Dalam upacara tiruan itu, kedua belas rasul diganti dengan duabelas orang miskin yang, menurut praktek kebiasaan umum, dipilih secara khusus untuk upacara ini. Tetapi Paus membasuh kaki tigabelas imam. Mengapa tigabelas? Ada dua penjelasan. Pertama, angka itu menggambarkan jumlah lengkap para rasul, yang tiga belas orang. Kita tahu St.Matias dipilih menggantikan Yudas (sehingga angka itu menjadi 12). Tuhan sendiri, setelah naik ke surga, memanggil Paulus menjadi rasul. Di meja perjamuan akhir dulu ada tigabelas orang lalu tinggal duabelas karena Yudas pergi meninggalkan perjamuan itu. Nanti setelah Yudas bunuh diri, ia diganti Matias. Setelah Yesus naik ke surga, muncul Paulus. Itu penjelasan pertama.
Kedua, diajukan dan didukung oleh Paus Benediktus XIV, yang sangat terpelajar itu (De Festis, D.N.J.C., Lib.I.cap.vi. no.57). Konon angka tigabelas itu dipilih untuk menunjuk ke mukjizat yang dikisahkan dalam riwayat hidup St.Gregorius Agung. Paus suci ini setiap hari biasa membasuh kaki duabelas orang miskin. Sesudah itu ia mengundang mereka makan satu meja dengan dia. Pada suatu hari, muncul tamu ketigabelas: tamu itu adalah malaekat, yang diutus Allah, agar Ia boleh hadir di sana untuk melihat dan menguji dan bersaksi perihal betapa indah dan berkenanNya Ia kepada teladan kasih dan kerendahan hati sang abdinya ini.

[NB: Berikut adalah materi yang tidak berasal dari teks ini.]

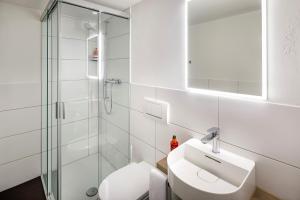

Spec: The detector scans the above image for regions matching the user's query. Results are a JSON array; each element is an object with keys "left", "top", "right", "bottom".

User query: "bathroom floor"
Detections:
[{"left": 0, "top": 177, "right": 46, "bottom": 200}]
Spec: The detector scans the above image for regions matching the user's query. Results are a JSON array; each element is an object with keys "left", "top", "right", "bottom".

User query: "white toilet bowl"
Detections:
[{"left": 99, "top": 161, "right": 153, "bottom": 200}]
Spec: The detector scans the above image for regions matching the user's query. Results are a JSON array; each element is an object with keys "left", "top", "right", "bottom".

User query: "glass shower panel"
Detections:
[
  {"left": 47, "top": 7, "right": 59, "bottom": 199},
  {"left": 41, "top": 1, "right": 130, "bottom": 200},
  {"left": 41, "top": 3, "right": 58, "bottom": 199},
  {"left": 59, "top": 3, "right": 99, "bottom": 200},
  {"left": 41, "top": 15, "right": 48, "bottom": 194},
  {"left": 99, "top": 13, "right": 130, "bottom": 180}
]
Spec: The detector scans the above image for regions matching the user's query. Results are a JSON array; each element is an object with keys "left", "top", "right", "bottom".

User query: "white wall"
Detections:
[
  {"left": 188, "top": 11, "right": 262, "bottom": 95},
  {"left": 131, "top": 0, "right": 186, "bottom": 89},
  {"left": 131, "top": 0, "right": 300, "bottom": 200},
  {"left": 0, "top": 2, "right": 41, "bottom": 191}
]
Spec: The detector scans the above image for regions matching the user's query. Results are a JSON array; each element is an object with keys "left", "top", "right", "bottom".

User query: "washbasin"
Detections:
[{"left": 167, "top": 139, "right": 256, "bottom": 200}]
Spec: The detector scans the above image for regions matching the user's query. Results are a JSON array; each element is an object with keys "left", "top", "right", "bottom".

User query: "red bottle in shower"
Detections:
[{"left": 170, "top": 135, "right": 178, "bottom": 151}]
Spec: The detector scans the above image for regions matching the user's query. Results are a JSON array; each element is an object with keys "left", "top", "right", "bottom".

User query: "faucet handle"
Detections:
[{"left": 207, "top": 127, "right": 220, "bottom": 134}]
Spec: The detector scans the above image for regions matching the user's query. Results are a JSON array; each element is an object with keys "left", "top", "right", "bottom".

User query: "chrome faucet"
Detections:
[{"left": 201, "top": 127, "right": 220, "bottom": 153}]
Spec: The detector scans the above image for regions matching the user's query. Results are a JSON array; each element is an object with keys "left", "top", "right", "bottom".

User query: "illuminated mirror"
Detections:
[{"left": 186, "top": 0, "right": 267, "bottom": 98}]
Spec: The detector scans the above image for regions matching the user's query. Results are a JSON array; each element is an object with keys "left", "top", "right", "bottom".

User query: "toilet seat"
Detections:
[{"left": 99, "top": 161, "right": 153, "bottom": 200}]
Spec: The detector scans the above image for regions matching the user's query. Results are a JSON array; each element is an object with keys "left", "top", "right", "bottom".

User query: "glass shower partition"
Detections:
[{"left": 41, "top": 1, "right": 130, "bottom": 200}]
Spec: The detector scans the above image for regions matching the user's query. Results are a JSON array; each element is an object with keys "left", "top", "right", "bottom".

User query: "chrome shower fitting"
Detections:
[{"left": 103, "top": 79, "right": 122, "bottom": 114}]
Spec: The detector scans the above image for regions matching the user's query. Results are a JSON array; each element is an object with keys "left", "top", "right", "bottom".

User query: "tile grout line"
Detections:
[{"left": 0, "top": 152, "right": 42, "bottom": 167}]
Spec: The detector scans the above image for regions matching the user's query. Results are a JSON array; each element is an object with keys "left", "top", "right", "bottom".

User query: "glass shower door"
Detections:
[
  {"left": 41, "top": 1, "right": 130, "bottom": 200},
  {"left": 59, "top": 3, "right": 101, "bottom": 200},
  {"left": 99, "top": 13, "right": 130, "bottom": 180},
  {"left": 41, "top": 3, "right": 59, "bottom": 199}
]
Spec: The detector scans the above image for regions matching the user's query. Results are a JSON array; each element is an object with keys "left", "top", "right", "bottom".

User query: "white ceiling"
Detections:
[
  {"left": 86, "top": 0, "right": 142, "bottom": 10},
  {"left": 188, "top": 0, "right": 261, "bottom": 25},
  {"left": 0, "top": 0, "right": 142, "bottom": 10},
  {"left": 0, "top": 0, "right": 48, "bottom": 9}
]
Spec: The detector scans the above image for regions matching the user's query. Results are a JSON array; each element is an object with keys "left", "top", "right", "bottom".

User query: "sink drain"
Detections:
[{"left": 86, "top": 187, "right": 98, "bottom": 197}]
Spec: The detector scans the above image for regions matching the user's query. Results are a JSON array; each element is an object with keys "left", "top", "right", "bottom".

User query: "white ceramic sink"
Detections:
[{"left": 168, "top": 139, "right": 255, "bottom": 200}]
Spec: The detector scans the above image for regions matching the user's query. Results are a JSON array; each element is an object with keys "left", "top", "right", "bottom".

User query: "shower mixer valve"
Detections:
[{"left": 103, "top": 79, "right": 122, "bottom": 114}]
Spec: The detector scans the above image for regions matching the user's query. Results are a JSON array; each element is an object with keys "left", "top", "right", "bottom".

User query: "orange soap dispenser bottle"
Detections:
[{"left": 170, "top": 135, "right": 178, "bottom": 151}]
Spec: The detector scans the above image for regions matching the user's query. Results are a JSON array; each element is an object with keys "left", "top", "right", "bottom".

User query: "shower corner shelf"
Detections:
[{"left": 89, "top": 57, "right": 99, "bottom": 61}]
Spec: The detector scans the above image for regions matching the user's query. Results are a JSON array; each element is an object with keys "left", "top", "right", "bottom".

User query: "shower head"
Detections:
[{"left": 84, "top": 22, "right": 97, "bottom": 31}]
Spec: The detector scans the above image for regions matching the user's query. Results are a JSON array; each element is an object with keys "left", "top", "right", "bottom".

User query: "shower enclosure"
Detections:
[{"left": 41, "top": 0, "right": 130, "bottom": 200}]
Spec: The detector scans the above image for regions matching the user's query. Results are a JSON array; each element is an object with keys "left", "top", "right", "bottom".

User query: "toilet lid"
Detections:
[{"left": 99, "top": 161, "right": 153, "bottom": 200}]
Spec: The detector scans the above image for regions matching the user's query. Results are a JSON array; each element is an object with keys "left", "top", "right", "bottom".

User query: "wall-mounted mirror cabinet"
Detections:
[{"left": 187, "top": 0, "right": 267, "bottom": 98}]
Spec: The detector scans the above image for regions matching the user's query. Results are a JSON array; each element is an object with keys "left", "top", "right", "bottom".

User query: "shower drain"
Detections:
[{"left": 86, "top": 187, "right": 98, "bottom": 197}]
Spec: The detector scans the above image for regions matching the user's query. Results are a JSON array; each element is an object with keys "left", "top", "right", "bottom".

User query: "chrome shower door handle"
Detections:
[
  {"left": 61, "top": 102, "right": 66, "bottom": 119},
  {"left": 55, "top": 102, "right": 59, "bottom": 119}
]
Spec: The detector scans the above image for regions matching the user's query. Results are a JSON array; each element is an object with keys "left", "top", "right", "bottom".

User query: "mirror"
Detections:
[{"left": 187, "top": 0, "right": 266, "bottom": 97}]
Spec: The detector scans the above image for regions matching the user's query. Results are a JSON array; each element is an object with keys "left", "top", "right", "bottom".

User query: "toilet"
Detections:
[{"left": 99, "top": 161, "right": 154, "bottom": 200}]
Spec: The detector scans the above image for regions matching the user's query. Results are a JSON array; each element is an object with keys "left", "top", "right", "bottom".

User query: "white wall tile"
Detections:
[
  {"left": 106, "top": 59, "right": 129, "bottom": 83},
  {"left": 101, "top": 143, "right": 129, "bottom": 169},
  {"left": 61, "top": 60, "right": 87, "bottom": 80},
  {"left": 61, "top": 139, "right": 89, "bottom": 165},
  {"left": 104, "top": 121, "right": 129, "bottom": 157},
  {"left": 89, "top": 136, "right": 98, "bottom": 155},
  {"left": 221, "top": 143, "right": 300, "bottom": 200},
  {"left": 155, "top": 150, "right": 167, "bottom": 162},
  {"left": 106, "top": 17, "right": 130, "bottom": 38},
  {"left": 0, "top": 155, "right": 41, "bottom": 191},
  {"left": 89, "top": 100, "right": 101, "bottom": 118},
  {"left": 130, "top": 84, "right": 155, "bottom": 112},
  {"left": 0, "top": 107, "right": 41, "bottom": 138},
  {"left": 156, "top": 122, "right": 196, "bottom": 154},
  {"left": 130, "top": 136, "right": 156, "bottom": 166},
  {"left": 61, "top": 16, "right": 88, "bottom": 40},
  {"left": 61, "top": 38, "right": 87, "bottom": 60},
  {"left": 112, "top": 83, "right": 129, "bottom": 107},
  {"left": 61, "top": 80, "right": 89, "bottom": 101},
  {"left": 131, "top": 0, "right": 186, "bottom": 89},
  {"left": 220, "top": 98, "right": 300, "bottom": 167},
  {"left": 268, "top": 0, "right": 300, "bottom": 105},
  {"left": 156, "top": 89, "right": 218, "bottom": 133},
  {"left": 106, "top": 34, "right": 129, "bottom": 59},
  {"left": 0, "top": 2, "right": 41, "bottom": 83},
  {"left": 130, "top": 110, "right": 155, "bottom": 147},
  {"left": 62, "top": 100, "right": 89, "bottom": 123},
  {"left": 0, "top": 82, "right": 41, "bottom": 111},
  {"left": 61, "top": 155, "right": 98, "bottom": 200},
  {"left": 102, "top": 103, "right": 129, "bottom": 132},
  {"left": 100, "top": 157, "right": 116, "bottom": 181},
  {"left": 61, "top": 119, "right": 89, "bottom": 145},
  {"left": 0, "top": 131, "right": 41, "bottom": 165},
  {"left": 89, "top": 117, "right": 98, "bottom": 137}
]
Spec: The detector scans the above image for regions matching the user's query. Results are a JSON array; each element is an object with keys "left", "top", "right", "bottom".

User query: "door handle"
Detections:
[{"left": 61, "top": 102, "right": 66, "bottom": 119}]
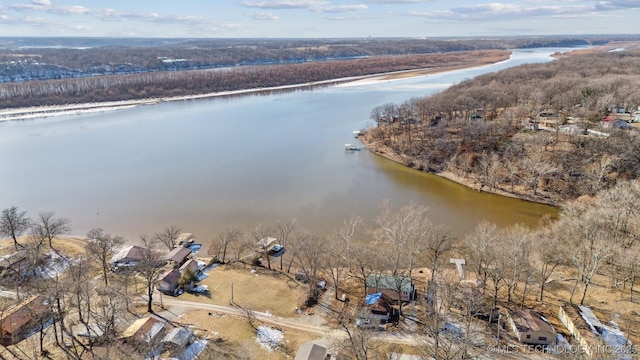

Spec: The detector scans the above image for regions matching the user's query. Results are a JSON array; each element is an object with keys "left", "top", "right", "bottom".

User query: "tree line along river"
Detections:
[{"left": 0, "top": 49, "right": 567, "bottom": 241}]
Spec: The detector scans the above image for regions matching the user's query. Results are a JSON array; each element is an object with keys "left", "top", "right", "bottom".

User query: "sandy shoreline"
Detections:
[
  {"left": 358, "top": 126, "right": 560, "bottom": 207},
  {"left": 0, "top": 62, "right": 499, "bottom": 121}
]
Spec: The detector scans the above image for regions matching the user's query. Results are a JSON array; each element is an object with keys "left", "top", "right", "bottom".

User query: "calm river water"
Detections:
[{"left": 0, "top": 49, "right": 566, "bottom": 241}]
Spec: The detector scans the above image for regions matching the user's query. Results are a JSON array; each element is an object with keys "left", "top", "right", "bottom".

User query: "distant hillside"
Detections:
[
  {"left": 0, "top": 37, "right": 614, "bottom": 83},
  {"left": 363, "top": 50, "right": 640, "bottom": 203}
]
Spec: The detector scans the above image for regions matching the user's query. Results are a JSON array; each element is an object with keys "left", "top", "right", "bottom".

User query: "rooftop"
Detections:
[
  {"left": 120, "top": 317, "right": 164, "bottom": 343},
  {"left": 0, "top": 295, "right": 50, "bottom": 336},
  {"left": 162, "top": 247, "right": 191, "bottom": 263},
  {"left": 507, "top": 309, "right": 555, "bottom": 333},
  {"left": 111, "top": 245, "right": 148, "bottom": 263},
  {"left": 367, "top": 274, "right": 413, "bottom": 292}
]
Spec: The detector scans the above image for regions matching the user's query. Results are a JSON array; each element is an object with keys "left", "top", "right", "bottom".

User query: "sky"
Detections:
[{"left": 0, "top": 0, "right": 640, "bottom": 38}]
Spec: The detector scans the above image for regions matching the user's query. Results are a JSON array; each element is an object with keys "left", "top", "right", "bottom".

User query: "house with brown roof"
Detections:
[
  {"left": 178, "top": 259, "right": 200, "bottom": 274},
  {"left": 120, "top": 316, "right": 165, "bottom": 344},
  {"left": 558, "top": 303, "right": 602, "bottom": 356},
  {"left": 156, "top": 269, "right": 182, "bottom": 293},
  {"left": 111, "top": 245, "right": 149, "bottom": 270},
  {"left": 507, "top": 309, "right": 556, "bottom": 345},
  {"left": 162, "top": 247, "right": 191, "bottom": 268},
  {"left": 176, "top": 233, "right": 195, "bottom": 247},
  {"left": 0, "top": 295, "right": 53, "bottom": 346},
  {"left": 366, "top": 274, "right": 416, "bottom": 302}
]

Upacara pembasuhan kaki ini dikenal dengan sebutan Mandatum, yang diambil dari kata pertama dari teks Latin injil Yoh.13:34: Mandatum novum do vobis. Setelah Diakon atau Lektor menyanyikan Injil pada Misa Kamis Putih, imam menanggalkan pakaian misanya, mengambil kain lap, lalu membungkuk, berlutut, dan mulai membasuh kaki orang yang dipilih untuk upacara itu. Lalu ia mencium kaki kanan masing-masing orang itu setelah dibasuh. Sementara itu paduan suara mendaraskan Mandatum novum do vobis (Yoh.13:34). Lalu paduan suara menyanyikan lagu pujian yang penuh gairah dan semangat cinta kasih persaudaraan yang dilambangkan dan diungkapkan dalam simbol pembasuhan kaki: Ubi charitas, et amor, Deus ibi est.